Jutanugarn slept on the 54-hole lead for the first time Sunday evening, enjoying a two-stroke lead ahead of first and second round leader Mirim Lee. She started her final round at 16-under par, within striking distance of the 19-under par Tournament scoring record set by Karen Stupples at the 2004 RICOH Women’s British Open.

She extended her lead to as many as five-strokes over the course of the round ahead of Lee and Mo Martin but began to struggle at the turn. Jutanugarn dropped her first shot of the day at the par 4, ninth hole, followed by a double bogey at the par 4, 13th hole to drop her lead to one ahead of Lee.

But she rebounded with a birdie at the par 3, 17th by draining a putt for nearly 20-feet to take a two-stroke lead heading to the final hole.

“I think I got mad after that hole,” Jutanugarn said laughing about the 13th hole. “My caddie helped me a lot. He tried to calm me down, slow me down. And after I make double, my fairway iron so good. I went — I have more confidence because I commit and it come out really good.”

This past two years have been a learning process for Jutanugarn. The 2015 rookie got off to a hot start in her career on the LPGA Tour, earning her way into a playoff in her first event as a member. But she struggled midway through the season, missing ten consecutive cuts during the year.

Having learned from those experiences, Jutanugarn came into the 2016 season a new player. She nearly captured the season’s first major championship, the ANA Inspiration, but stumbled down the closing stretch by making bogey on her last three holes to finish fourth behind champion Lydia Ko. Learning to manage her emotions became her biggest takeaway from the loss.

Letting go of the pressure and focusing on having fun, Jutanugarn broke through in May at the Yokohama Tire LPGA Classic for her first win on Tour. As is the case for many players who get their first win, the ability to win again gets easier and she didn’t wait long. Jutanugarn won the next two events, the Kingsmill Championship and LPGA Volvik Championship to sweep the entire month of May on the LPGA Tour, perfect for a player whose family gave her the nickname of May.
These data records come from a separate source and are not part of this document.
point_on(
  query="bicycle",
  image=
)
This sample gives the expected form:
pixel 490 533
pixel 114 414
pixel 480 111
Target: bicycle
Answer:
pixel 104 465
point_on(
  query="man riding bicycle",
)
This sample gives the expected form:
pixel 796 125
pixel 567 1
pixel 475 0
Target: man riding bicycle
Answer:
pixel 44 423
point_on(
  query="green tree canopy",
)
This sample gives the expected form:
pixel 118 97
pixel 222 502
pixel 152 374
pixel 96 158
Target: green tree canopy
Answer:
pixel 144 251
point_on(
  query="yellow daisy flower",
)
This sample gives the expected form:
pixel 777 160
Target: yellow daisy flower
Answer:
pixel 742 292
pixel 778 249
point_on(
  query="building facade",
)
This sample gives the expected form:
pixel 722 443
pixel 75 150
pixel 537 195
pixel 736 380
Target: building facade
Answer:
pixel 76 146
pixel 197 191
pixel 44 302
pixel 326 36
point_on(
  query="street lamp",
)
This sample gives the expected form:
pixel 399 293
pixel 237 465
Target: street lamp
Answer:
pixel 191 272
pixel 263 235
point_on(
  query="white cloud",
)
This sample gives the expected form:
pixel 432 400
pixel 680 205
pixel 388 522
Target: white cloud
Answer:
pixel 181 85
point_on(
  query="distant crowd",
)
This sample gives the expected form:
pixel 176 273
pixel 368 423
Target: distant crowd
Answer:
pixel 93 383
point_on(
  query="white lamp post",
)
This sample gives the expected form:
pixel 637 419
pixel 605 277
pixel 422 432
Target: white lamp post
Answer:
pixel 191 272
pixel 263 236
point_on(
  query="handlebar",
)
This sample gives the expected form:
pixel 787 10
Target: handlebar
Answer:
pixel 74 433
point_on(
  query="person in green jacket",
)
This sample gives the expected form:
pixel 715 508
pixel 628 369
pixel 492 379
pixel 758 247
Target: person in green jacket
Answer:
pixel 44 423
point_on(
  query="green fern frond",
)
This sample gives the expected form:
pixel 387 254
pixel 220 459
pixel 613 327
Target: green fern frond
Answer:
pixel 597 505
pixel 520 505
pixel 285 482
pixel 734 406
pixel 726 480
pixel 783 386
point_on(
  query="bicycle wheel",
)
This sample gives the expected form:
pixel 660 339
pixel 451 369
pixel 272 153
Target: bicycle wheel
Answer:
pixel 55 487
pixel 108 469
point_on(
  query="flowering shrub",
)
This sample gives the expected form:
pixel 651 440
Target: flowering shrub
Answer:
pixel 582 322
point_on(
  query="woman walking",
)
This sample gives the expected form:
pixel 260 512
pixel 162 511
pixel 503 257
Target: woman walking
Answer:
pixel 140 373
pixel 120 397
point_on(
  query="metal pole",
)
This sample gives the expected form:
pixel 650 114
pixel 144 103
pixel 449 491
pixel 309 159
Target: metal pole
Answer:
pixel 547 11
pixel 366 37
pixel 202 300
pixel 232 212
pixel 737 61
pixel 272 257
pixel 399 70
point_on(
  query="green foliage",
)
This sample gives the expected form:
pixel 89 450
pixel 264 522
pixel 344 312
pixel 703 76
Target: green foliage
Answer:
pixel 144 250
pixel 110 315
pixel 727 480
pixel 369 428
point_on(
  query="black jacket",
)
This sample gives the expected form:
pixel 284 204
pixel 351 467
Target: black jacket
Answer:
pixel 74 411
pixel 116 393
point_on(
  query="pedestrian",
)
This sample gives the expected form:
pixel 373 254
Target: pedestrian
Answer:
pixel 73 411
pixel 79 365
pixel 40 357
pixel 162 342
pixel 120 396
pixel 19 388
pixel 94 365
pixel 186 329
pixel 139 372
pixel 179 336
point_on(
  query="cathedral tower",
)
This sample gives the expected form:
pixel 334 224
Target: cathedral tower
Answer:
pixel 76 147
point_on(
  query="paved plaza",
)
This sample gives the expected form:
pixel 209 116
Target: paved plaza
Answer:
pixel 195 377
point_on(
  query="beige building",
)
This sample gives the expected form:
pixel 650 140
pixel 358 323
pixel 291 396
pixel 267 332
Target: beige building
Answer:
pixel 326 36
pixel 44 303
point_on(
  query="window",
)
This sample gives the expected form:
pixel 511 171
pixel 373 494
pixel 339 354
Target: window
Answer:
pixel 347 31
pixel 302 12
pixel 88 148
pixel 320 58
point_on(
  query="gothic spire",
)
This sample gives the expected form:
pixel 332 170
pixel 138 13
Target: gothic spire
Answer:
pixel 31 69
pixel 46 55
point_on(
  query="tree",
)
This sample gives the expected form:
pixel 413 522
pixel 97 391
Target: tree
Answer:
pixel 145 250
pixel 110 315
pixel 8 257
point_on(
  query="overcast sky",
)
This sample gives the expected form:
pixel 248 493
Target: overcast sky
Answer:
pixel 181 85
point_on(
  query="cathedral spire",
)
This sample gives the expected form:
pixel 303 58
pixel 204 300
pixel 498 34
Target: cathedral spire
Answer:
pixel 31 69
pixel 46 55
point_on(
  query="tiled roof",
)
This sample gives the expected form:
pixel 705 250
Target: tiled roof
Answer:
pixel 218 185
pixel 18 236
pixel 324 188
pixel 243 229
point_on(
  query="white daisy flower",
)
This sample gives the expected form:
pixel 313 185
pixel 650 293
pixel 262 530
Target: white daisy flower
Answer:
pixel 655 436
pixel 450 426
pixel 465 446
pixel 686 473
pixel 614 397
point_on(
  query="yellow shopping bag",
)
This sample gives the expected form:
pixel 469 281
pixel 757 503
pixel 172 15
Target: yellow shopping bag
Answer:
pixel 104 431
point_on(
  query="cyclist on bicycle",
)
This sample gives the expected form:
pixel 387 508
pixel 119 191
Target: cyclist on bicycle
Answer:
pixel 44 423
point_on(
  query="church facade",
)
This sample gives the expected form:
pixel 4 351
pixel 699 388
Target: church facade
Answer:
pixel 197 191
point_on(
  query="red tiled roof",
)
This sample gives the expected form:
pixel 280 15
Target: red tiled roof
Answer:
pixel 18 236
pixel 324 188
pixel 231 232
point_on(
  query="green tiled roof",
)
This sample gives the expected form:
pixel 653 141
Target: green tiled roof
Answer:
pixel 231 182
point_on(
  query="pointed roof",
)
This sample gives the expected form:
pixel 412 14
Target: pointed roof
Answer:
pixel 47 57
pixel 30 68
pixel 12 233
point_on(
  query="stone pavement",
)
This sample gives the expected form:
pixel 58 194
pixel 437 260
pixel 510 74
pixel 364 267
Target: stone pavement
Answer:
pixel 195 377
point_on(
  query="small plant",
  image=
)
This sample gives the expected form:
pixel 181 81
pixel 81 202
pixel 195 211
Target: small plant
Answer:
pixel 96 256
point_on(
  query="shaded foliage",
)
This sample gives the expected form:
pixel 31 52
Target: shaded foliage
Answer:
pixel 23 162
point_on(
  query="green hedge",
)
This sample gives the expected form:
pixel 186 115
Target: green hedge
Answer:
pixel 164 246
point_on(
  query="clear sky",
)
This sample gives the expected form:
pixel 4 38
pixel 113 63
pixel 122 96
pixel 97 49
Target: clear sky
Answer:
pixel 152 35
Jutanugarn held the 54-hole lead in each of her three victories, experiences that served her well on Sunday at Woburn where she maintained her lead despite mistakes down the closing stretch.

“Before today, I think it’s helped me a lot, but after ANA, I’m still really nervous,” Jutanugarn told the media. “But I’m pretty sure I learned a lot from that, also, because like after I feel nervous, I know what I have to do. Like last few holes, I tried to be patient and to commit to my shots.”

Mirim Lee finished second at 13-under par with Mo Martin. Stacy Lewis is fourth at 11-under par.